Using Sprouts with an existing project

I still don’t understand how to use sprouts with an existing project.  Not without a lot of work, that is.

I’m thinking now of using rake to create a build script (which could then use the sprouts rake tasks in my own rakefile)  Perhaps I’m trying to think of it it as a monolithic solution.  The development environment setup, the project and class + test generators, and the rake tasks are all separate things.

Here it is in my blog post “More on Sprouts” from August 12, 2008:

“sprouts is a build tool, a project generator, a dependency resolver/ package manager, and a download, installation, and configuration tool.”

“One thing Sprouts does is set up a Flex/ActionScript development environment.”

“The next thing Sprouts does is Build your application. It does this by wrapping the Flex SDK commands like ‘mxmlc’ into Rake tasks.”

“Sprouts then gets into other magic like creating a test harness…and setting up a project environment.”

The three areas are broken down into three different ruby tools.  Gems, Rake, and Rubigen.

Also:

“It mentions IDE integration and continuous integration”

though I don’t know the state of these.  I think Eclipse/Flexbuilder integration is only forthcoming and Cruisecontrol support is rudimentary.

I don’t know because I haven’t explored deeper however.  The place I’m at now is trying to bolt a fledgling project built in Flexbuilder into a CI framework (Cruisecontrol.RB) and use the rake tasks in my own rakefile.

Because my IDE setup is a bit different than sprouts expects, I’ll have to do some work to make it fit.  That’s the dependecy bug biting you there.  Sprouts gereation is fairly good at looking like the default Flexbuilder file structure, but things like debugging, debug standalone player, sdk version, etc will take some tweaking.  Ironically, it’s probably easier to modify Eclipse to match Sprouts configuration & tool versions, but that’s a moving target and not really a repeatable process.

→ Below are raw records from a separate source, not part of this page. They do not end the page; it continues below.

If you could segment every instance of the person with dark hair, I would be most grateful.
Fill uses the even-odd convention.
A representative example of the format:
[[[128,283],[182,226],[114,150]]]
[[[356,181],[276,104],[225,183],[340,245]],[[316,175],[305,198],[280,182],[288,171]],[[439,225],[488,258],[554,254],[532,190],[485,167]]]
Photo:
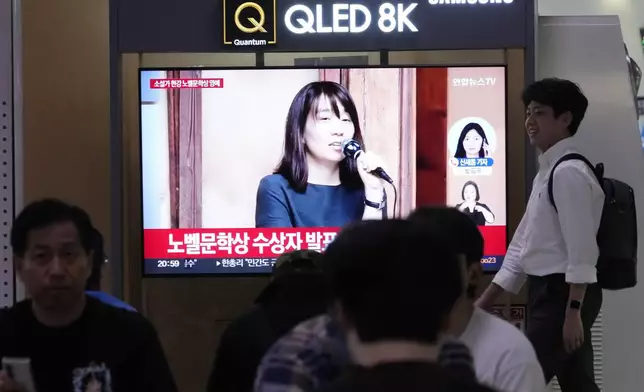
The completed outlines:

Although having your development and build environments different could be a good way to catch dependency bugs, it can also be terrible to troubleshoot.  I don’t know if I want to sign up to the Sprouts version setup, because some clients might have specific requirements that would be difficult to match.  Maybe a configurable ingredients list would be the way to go, like my own maven repository — which is where I don’t want to go.

One thought on “Using Sprouts with an existing project

  1. Hey Aaron,

    Thanks for the post, please keep them coming!

    The problem you seem to be struggling with is related to our ‘TaskHelpers’. These are the tasks that you see in a new Sprout project, and they essentially hide a bunch of complicated duplication for the common case.

    I went ahead and created a wiki page on the Github Sprouts site that should help show the basic rake tasks that are hidden by the task helpers.

    Please let me know if that helps!